Professor Maria Lohan, from the School of Nursing and Midwifery and the Centre for Evidence and Social Innovation at Queen’s University Belfast who is leading the project said, “When we went into the prison to talk to the young men about sexual health and avoiding an unintended pregnancy, we were struck by how much they wanted to be fathers and wanted to be good fathers. The motivation also comes from the prison management and prison staff in Northern Ireland and Scotland who are trailblazing in front of us new paths to transform prison sites into sites of rehabilitation”. 
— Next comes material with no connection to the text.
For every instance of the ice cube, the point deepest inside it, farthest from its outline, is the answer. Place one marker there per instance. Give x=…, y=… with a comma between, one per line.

Dr Michelle Templeton, principal researcher who was key to working up this project and is passionate about inclusion, said, “There’s an art and science to this project. The art is developing a programme that will capture and hold young men’s attention. The science is developing a programme which can achieve outcomes of better relationships leading to better health for the men, their partners and future children”.

Deirdre Sloan, Manager of Barnardo’s NI Parenting Matters Service, and Lisa Hogg, Service Manager of Barnardo’s Scotland prison based services, both agree that the social innovation with the programme is the fact it is an early intervention reaching out to men before they become fathers, while also enhancing programmes for men who are already fathers in prisons.

Welcoming the initiative, Gary Milling, Governor at Hydebank Wood College, said “These walls only work if you are willing to see beyond them. Relationships are key to rehabilitation and we recognise that aspiring to be a good father and a good partner in life can be the hook to help young men turn their lives around”.

Welcoming the initiative also at Polmont, Governor Brenda Stewart says, “Offering relationship and sexuality education to men in prisons is truly novel and it makes perfect sense. Many of our young men will have missed those educational opportunities in schools. When they return to their communities we want them to step forward and build positive relationships”.

George Ferguson, Head of Offender Outcomes at Polmont, said “We want to build on their desires and to better understand the difference 'good fathering' can make to their future”.

Stevie Mann, Head of Student Development Unit at Hydebank Wood College, said, “Many of our guys have often dropped out of school so motivation to learn and programmes they can relate to is key to making a difference in their lives. By involving the young men from the start in developing the programme, I’m sure Queen’s, their Sottish partners and Barnardo’s will achieve that”.